Par Claude Roccati, Pierre Vincent
Né le 3 août 1949 à Cusset (Allier) ; cheminot, agent puis cadre du SERNAM ; syndicaliste CGT, membre du bureau de la Fédération CGT des Cheminots (1979-1990), membre de la commission exécutive confédérale de la CGT (1992-2003), secrétaire confédéral de la CES (2003-2009), secrétaire général adjoint de la CES (2009-2011) ; militant communiste.
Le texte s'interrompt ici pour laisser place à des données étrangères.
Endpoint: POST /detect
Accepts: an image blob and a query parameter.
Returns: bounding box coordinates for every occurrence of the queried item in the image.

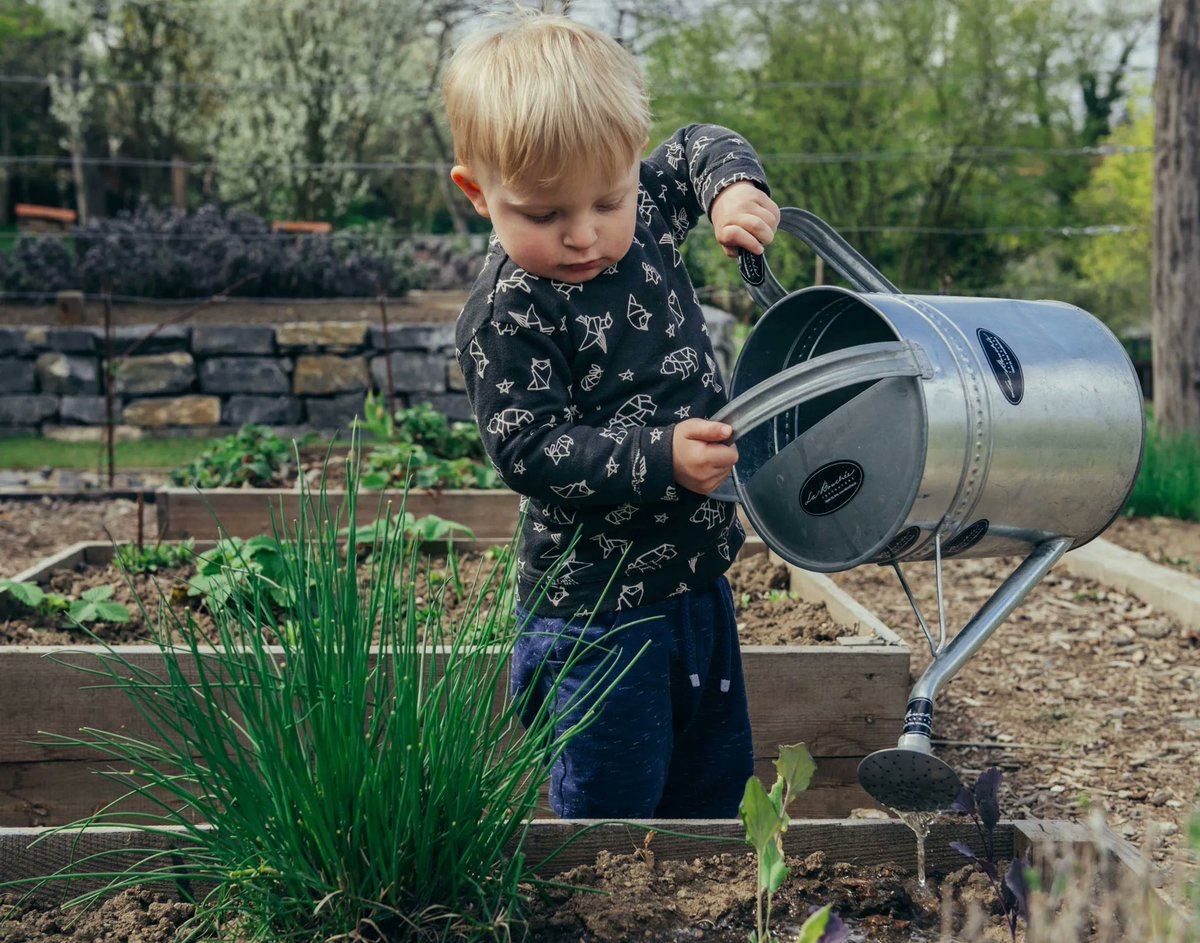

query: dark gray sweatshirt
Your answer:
[456,125,767,618]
Issu d’une famille de mineurs du Pas-de-Calais, de culture communiste, Joël Decaillon passa son enfance et son adolescence à Vichy (Allier) où ses parents s’installèrent après la Seconde guerre mondiale. Les familles maternelles et paternelles étant restées dans le nord de la France, il fréquenta aussi le bassin minier où il séjournait durant les vacances scolaires. Au sein d’une fratrie de cinq enfants, il grandit auprès d’un père ouvrier professionnel, ancien ouvrier-soudeur aux Ateliers centraux des mines, employé ensuite dans une usine d’armement et d’une mère s’occupant du foyer. Dans une ville qui s’y prêtait peu, il vit son père, ancien résistant, militer activement, comme l’ensemble de sa famille, dans les rangs communistes et à la CGT, et notamment pour la paix en Algérie, action qui le conduisit à l’époque à être arrêté plusieurs fois.
À l’âge de vingt ans, en 1969, Joël Decaillon entra à la SNCF comme attaché groupe VII d’abord à la gare des Batignolles, à Paris. Adhérant immédiatement à la CGT, il devint rapidement membre de la section PCF des Batignolles. Il le demeura jusqu’à son déménagement – pour raisons familiales (mariage et naissance de sa première fille, l’aînée de trois enfants) – à Soissons (Aisne) en 1974. En novembre 1970, encouragé par son responsable au syndicat CGT Paris-Ouest-Rive droite, René Peytavin, il rejoignit le Service national des messageries (SERNAM), afin de participer à l’implantation de la CGT dans ce service de fret de la SNCF nouvellement créé. En 1976, il succéda à René Peytavin à la tête du collectif national SERNAM-CGT, devenant membre du comité mixte professionnel et intégrant la commission exécutive de la Fédération CGT des Cheminots. Il fut, à la suite, membre du Conseil supérieur des transports, fonction qu’il assuma jusqu’en 1984. En 1979, il accéda au bureau fédéral. À cette occasion, il devint permanent de la Fédération, partageant son bureau, rue Pierre Semard, avec Christian Dellacherie. Il demeura membre du bureau fédéral jusqu’au congrès de mars 1990.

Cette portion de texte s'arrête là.